From ice queen to English rose: Why Kristin Scott Thomas is one of the most versatile actors of her generation
She is the chilling but glamorous Mrs Danvers in Ben Wheatley’s new ‘Rebecca’, which is out this week. For an actor who has worked in every genre imaginable, she’s underappreciated, says Geoffrey Macnab
You don’t expect Kristin Scott Thomas to be playing a housekeeper. She is a dame, after all. When it comes to class and the great divide between upstairs and downstairs, she is generally in the drawing room with the lords and ladies, not in the kitchen with the cooks and scullery maids. Nonetheless, she is back on screen below stairs as the sadistic and malevolent domestic Mrs Danvers in Ben Wheatley’s new version of Daphne du Maurier’s 1938 novel Rebecca.

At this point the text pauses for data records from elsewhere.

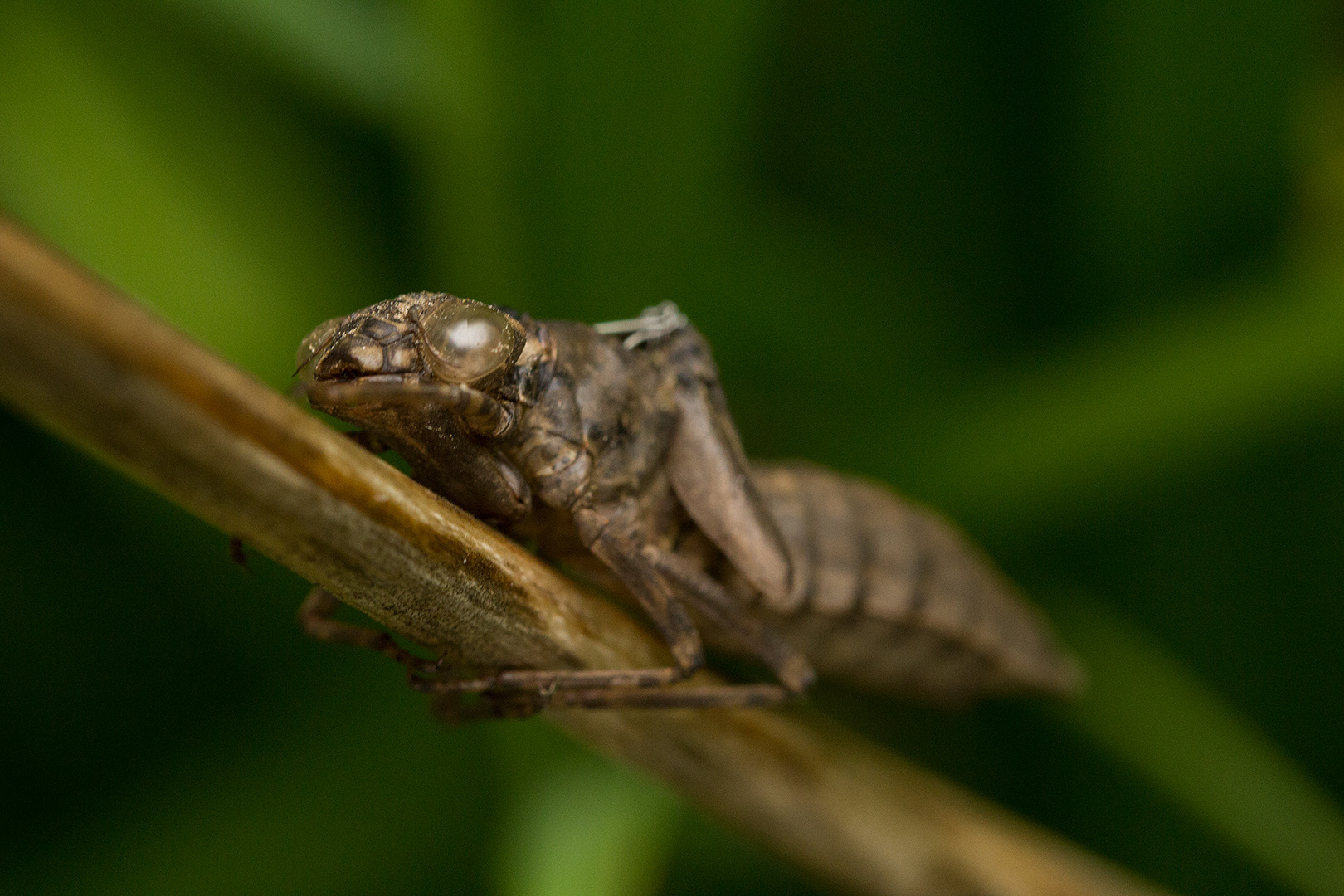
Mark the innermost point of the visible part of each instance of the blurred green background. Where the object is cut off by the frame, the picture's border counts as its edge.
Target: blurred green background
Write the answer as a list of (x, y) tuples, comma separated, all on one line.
[(1071, 271)]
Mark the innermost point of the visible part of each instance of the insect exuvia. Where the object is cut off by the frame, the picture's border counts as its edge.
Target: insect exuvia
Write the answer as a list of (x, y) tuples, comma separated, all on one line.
[(611, 448)]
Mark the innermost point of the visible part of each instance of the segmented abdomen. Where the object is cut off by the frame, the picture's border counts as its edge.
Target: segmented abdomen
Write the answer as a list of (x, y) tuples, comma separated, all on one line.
[(889, 596)]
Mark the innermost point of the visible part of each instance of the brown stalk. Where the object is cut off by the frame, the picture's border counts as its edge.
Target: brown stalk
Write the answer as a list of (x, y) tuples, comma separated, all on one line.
[(104, 373)]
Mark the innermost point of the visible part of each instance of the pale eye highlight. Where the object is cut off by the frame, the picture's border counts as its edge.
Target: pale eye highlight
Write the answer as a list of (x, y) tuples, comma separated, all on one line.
[(466, 342)]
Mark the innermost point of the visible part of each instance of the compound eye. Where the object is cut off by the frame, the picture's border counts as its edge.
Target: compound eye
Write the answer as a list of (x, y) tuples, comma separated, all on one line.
[(466, 342), (314, 344)]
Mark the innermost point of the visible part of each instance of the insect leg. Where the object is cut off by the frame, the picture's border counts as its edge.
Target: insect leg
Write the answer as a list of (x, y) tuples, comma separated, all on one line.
[(652, 592), (710, 598), (477, 410)]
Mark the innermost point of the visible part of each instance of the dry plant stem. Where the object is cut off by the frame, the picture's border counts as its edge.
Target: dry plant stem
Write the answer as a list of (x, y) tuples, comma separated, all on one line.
[(108, 375)]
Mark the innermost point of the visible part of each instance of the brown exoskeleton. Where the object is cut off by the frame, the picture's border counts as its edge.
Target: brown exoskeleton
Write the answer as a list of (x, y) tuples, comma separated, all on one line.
[(611, 446)]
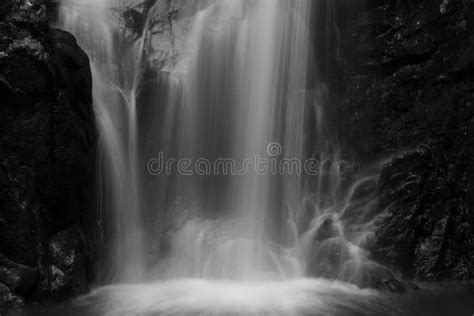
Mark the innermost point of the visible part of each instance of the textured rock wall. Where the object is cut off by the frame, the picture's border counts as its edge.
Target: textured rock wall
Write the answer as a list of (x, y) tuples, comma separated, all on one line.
[(407, 74), (47, 143)]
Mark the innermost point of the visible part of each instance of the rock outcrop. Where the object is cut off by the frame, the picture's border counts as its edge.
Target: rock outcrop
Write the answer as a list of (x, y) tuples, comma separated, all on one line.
[(47, 143), (408, 92)]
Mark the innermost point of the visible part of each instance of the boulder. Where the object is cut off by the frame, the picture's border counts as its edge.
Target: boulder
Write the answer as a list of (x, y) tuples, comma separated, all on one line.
[(18, 277), (8, 300)]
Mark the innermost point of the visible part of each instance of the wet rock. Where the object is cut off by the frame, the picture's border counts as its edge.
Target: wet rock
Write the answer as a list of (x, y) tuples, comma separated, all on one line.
[(416, 104), (20, 278), (431, 206), (169, 27), (67, 273), (48, 141), (8, 300), (328, 258)]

Scan through the star’s credits and you’ll find plenty of high society, English rose types. Scott Thomas, who went to school at Cheltenham Ladies’ College, was Lady Brenda Last in Evelyn Waugh adaptation, A Handful of Dust (1988); Lady Sylvia in Robert Altman’s Gosford Park (2001), and Lady Anne of Lancaster in Richard Loncraine’s version of Richard III (1995). She has been cast as countesses too. Even when she portrays trash-talking gangster matriarchs, as for example in Nicolas Winding Refn’s Only God Forgives (2013), she is still generally the one giving the orders.
Dropping down the social ladder, Scott Thomas makes a chilling but glamorous and feline Mrs Danvers. She is very different from Judith Anderson’s housekeeper in Alfred Hitchcock’s 1940 version of the novel but has the same sexual ambiguity. Her obsession with her late mistress Rebecca goes way beyond that of an employee with her former boss.